'China Gate' on DVD

 

Samuel Fuller (1912-1997) is best known for his three war films: Steel Helmet (1951), one of the first Hollywood movies about the Korean War; China Gate (1957), one of the first dealing with the French war in Indochina; and The Big Red One (1980), a semi-autobiographical World War II pic. Fuller served as an infantryman in North Africa and Europe with the First Infantry Division in the war.

Fuller was known for his low budget films and for including plenty of graphic violence in his war movies. That’s the case in China Gate, which he produced, wrote, and directed, and which recently was released in Blu-ray by Olive Films in DVD.

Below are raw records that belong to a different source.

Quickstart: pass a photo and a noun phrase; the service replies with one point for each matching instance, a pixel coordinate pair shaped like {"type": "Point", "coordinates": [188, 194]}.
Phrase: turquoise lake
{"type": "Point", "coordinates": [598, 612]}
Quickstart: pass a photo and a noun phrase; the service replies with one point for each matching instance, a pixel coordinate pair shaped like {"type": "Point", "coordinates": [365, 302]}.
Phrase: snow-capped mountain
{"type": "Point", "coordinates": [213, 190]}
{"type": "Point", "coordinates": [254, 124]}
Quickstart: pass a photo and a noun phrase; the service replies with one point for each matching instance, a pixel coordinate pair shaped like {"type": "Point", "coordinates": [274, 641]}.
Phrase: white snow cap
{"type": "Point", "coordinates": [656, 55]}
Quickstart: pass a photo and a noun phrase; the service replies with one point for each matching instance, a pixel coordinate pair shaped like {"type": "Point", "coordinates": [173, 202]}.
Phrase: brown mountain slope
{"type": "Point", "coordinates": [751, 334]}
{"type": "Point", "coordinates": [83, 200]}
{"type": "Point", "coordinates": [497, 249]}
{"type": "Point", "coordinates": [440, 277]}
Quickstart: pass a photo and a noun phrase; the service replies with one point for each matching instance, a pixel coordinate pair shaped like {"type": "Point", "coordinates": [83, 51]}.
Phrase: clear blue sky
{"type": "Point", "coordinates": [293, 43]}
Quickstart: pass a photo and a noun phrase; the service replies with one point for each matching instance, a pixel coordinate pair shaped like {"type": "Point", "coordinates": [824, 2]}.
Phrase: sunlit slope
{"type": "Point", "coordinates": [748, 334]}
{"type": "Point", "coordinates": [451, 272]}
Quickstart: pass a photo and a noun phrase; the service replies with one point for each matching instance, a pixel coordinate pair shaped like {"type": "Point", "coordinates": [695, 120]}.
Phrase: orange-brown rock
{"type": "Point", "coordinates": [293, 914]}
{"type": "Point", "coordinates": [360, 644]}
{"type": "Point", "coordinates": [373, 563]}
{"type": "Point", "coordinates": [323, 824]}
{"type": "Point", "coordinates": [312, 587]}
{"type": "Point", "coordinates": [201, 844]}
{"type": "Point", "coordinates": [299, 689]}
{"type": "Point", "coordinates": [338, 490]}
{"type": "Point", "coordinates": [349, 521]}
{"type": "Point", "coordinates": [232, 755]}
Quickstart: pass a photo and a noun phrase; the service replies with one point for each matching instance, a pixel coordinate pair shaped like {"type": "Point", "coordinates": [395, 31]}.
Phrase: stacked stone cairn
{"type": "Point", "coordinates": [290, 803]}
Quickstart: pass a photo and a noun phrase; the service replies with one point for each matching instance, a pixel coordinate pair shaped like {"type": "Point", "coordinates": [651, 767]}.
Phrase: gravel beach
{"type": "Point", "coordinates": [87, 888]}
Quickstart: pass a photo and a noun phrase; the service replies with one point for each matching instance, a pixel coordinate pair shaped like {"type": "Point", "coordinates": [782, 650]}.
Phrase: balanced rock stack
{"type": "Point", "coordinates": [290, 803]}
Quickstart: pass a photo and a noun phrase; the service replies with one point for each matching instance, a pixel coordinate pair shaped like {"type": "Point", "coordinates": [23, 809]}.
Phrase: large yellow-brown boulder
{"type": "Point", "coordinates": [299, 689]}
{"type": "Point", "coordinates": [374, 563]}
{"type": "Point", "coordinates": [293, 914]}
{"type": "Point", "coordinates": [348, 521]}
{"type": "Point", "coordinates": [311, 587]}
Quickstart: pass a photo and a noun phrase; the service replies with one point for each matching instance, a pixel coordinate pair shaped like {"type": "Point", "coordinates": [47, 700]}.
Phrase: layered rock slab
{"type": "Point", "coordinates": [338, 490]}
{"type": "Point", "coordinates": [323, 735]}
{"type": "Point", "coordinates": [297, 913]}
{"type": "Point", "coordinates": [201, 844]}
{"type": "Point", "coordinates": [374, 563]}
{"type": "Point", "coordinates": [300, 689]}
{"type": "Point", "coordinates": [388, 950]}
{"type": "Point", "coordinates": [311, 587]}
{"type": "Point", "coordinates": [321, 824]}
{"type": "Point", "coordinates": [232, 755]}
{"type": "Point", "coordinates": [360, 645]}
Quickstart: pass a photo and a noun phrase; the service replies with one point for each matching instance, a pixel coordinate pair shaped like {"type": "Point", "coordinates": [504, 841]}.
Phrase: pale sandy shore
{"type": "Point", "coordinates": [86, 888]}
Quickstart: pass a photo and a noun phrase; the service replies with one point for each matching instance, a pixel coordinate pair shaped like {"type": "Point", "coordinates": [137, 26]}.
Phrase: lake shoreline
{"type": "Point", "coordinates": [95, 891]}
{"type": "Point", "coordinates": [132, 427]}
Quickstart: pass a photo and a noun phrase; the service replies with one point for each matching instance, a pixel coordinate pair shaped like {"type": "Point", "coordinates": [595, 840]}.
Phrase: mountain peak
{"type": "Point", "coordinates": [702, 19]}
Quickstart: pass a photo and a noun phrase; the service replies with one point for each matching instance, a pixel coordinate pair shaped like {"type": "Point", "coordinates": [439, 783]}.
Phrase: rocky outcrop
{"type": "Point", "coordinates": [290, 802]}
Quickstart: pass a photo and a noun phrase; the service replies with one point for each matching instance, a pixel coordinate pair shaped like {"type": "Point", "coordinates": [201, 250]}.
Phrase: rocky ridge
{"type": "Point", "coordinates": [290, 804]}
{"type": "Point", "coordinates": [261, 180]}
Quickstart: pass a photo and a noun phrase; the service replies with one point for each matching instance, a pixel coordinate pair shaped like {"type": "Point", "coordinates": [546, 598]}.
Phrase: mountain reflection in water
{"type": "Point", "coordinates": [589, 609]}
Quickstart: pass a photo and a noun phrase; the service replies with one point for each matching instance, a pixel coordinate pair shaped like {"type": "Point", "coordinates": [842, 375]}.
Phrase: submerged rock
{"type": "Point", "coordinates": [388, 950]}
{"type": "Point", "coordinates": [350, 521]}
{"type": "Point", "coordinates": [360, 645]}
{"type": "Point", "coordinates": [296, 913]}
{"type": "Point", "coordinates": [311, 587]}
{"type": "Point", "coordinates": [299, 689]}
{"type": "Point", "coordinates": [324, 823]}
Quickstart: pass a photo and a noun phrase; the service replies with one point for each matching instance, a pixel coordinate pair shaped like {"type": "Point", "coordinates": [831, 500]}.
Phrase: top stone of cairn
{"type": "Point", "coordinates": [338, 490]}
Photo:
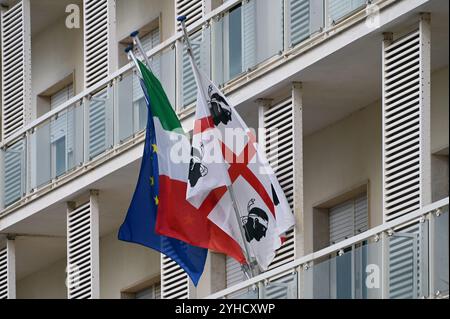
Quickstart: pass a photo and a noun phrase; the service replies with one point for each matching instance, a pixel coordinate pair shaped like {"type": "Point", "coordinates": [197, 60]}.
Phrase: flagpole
{"type": "Point", "coordinates": [131, 56]}
{"type": "Point", "coordinates": [247, 269]}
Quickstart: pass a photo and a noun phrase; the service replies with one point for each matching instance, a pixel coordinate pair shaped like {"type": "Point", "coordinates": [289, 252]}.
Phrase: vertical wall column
{"type": "Point", "coordinates": [15, 68]}
{"type": "Point", "coordinates": [406, 121]}
{"type": "Point", "coordinates": [99, 27]}
{"type": "Point", "coordinates": [83, 274]}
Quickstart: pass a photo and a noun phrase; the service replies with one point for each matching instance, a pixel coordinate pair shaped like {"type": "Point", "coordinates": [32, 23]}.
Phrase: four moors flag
{"type": "Point", "coordinates": [225, 155]}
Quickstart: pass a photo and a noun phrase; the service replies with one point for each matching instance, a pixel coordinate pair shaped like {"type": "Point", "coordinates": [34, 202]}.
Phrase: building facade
{"type": "Point", "coordinates": [352, 97]}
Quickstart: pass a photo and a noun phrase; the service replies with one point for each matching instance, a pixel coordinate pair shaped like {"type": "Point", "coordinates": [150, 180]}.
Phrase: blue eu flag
{"type": "Point", "coordinates": [139, 224]}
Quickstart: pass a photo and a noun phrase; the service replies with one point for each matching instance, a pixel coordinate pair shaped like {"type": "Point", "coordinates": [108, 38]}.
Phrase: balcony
{"type": "Point", "coordinates": [406, 258]}
{"type": "Point", "coordinates": [109, 118]}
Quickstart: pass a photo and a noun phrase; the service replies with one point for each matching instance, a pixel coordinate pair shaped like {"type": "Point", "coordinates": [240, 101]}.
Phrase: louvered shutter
{"type": "Point", "coordinates": [406, 252]}
{"type": "Point", "coordinates": [305, 18]}
{"type": "Point", "coordinates": [99, 28]}
{"type": "Point", "coordinates": [174, 280]}
{"type": "Point", "coordinates": [82, 251]}
{"type": "Point", "coordinates": [200, 48]}
{"type": "Point", "coordinates": [16, 67]}
{"type": "Point", "coordinates": [13, 170]}
{"type": "Point", "coordinates": [299, 20]}
{"type": "Point", "coordinates": [348, 219]}
{"type": "Point", "coordinates": [192, 9]}
{"type": "Point", "coordinates": [149, 41]}
{"type": "Point", "coordinates": [279, 148]}
{"type": "Point", "coordinates": [338, 9]}
{"type": "Point", "coordinates": [406, 131]}
{"type": "Point", "coordinates": [249, 34]}
{"type": "Point", "coordinates": [3, 273]}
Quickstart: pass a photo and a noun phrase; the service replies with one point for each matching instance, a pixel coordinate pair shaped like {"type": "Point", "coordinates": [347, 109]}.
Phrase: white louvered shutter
{"type": "Point", "coordinates": [3, 273]}
{"type": "Point", "coordinates": [59, 126]}
{"type": "Point", "coordinates": [299, 20]}
{"type": "Point", "coordinates": [174, 280]}
{"type": "Point", "coordinates": [16, 67]}
{"type": "Point", "coordinates": [99, 30]}
{"type": "Point", "coordinates": [406, 131]}
{"type": "Point", "coordinates": [407, 279]}
{"type": "Point", "coordinates": [194, 10]}
{"type": "Point", "coordinates": [279, 148]}
{"type": "Point", "coordinates": [82, 252]}
{"type": "Point", "coordinates": [338, 9]}
{"type": "Point", "coordinates": [248, 34]}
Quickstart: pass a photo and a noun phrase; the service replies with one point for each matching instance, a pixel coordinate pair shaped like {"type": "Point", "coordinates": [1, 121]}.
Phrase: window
{"type": "Point", "coordinates": [58, 132]}
{"type": "Point", "coordinates": [348, 219]}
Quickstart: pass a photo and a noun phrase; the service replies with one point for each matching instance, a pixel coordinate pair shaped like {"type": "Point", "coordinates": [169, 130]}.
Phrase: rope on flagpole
{"type": "Point", "coordinates": [131, 56]}
{"type": "Point", "coordinates": [247, 269]}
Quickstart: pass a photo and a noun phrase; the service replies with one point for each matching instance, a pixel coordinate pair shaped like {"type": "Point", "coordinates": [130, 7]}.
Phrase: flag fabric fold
{"type": "Point", "coordinates": [176, 219]}
{"type": "Point", "coordinates": [264, 212]}
{"type": "Point", "coordinates": [140, 223]}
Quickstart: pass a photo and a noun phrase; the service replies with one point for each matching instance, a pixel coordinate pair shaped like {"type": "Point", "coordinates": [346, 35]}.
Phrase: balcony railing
{"type": "Point", "coordinates": [403, 258]}
{"type": "Point", "coordinates": [230, 43]}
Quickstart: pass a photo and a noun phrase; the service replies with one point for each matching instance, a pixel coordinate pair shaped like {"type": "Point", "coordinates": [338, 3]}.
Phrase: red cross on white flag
{"type": "Point", "coordinates": [225, 154]}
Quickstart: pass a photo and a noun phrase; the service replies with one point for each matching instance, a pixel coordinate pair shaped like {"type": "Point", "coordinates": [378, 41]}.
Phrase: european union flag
{"type": "Point", "coordinates": [139, 224]}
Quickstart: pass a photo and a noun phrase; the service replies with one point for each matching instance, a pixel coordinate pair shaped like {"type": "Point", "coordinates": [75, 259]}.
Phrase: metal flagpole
{"type": "Point", "coordinates": [247, 269]}
{"type": "Point", "coordinates": [138, 43]}
{"type": "Point", "coordinates": [131, 56]}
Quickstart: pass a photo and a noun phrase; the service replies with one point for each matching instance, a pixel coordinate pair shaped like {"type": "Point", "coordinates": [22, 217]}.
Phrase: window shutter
{"type": "Point", "coordinates": [248, 34]}
{"type": "Point", "coordinates": [100, 122]}
{"type": "Point", "coordinates": [174, 280]}
{"type": "Point", "coordinates": [299, 20]}
{"type": "Point", "coordinates": [406, 131]}
{"type": "Point", "coordinates": [341, 222]}
{"type": "Point", "coordinates": [3, 273]}
{"type": "Point", "coordinates": [192, 9]}
{"type": "Point", "coordinates": [98, 39]}
{"type": "Point", "coordinates": [82, 251]}
{"type": "Point", "coordinates": [279, 147]}
{"type": "Point", "coordinates": [200, 48]}
{"type": "Point", "coordinates": [14, 178]}
{"type": "Point", "coordinates": [406, 280]}
{"type": "Point", "coordinates": [16, 67]}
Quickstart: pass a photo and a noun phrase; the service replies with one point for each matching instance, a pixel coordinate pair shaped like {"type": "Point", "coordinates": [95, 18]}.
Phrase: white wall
{"type": "Point", "coordinates": [47, 283]}
{"type": "Point", "coordinates": [123, 265]}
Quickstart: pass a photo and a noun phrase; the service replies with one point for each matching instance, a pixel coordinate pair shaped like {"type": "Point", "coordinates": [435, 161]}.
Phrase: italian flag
{"type": "Point", "coordinates": [176, 217]}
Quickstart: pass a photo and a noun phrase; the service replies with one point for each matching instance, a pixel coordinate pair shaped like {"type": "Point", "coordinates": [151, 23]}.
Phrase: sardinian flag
{"type": "Point", "coordinates": [225, 153]}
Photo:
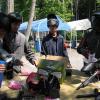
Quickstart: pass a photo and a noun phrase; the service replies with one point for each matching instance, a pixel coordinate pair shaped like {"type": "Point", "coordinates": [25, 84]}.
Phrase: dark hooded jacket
{"type": "Point", "coordinates": [53, 46]}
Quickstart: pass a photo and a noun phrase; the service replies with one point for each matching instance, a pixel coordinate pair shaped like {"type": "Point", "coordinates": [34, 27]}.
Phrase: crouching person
{"type": "Point", "coordinates": [15, 44]}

Set in northern Vietnam in 1954, the decidedly anti-communist movie tells the story of a Eurasian bar girl played by the heavily made-up Angie Dickinson (below)  and her quest to get her half American son out of the country as the French are about to be defeated. To do so, she volunteers to lead a mission of French Legionairres (which includes her the father of her son who disavowed him because of his Asian features) to the China Gate after a French officer tells her that once they get there, he can smuggle the boy out of Vietnam.

“Passionately, urgently anti-racist, ” New York Times critic Dave Kehr wrote , “the film features Caucasian actors in its two most prominent Asian roles. Appearing with Ms. Dickinson is Lee Van Cleef as a cruel and cynical Viet Minh officer.”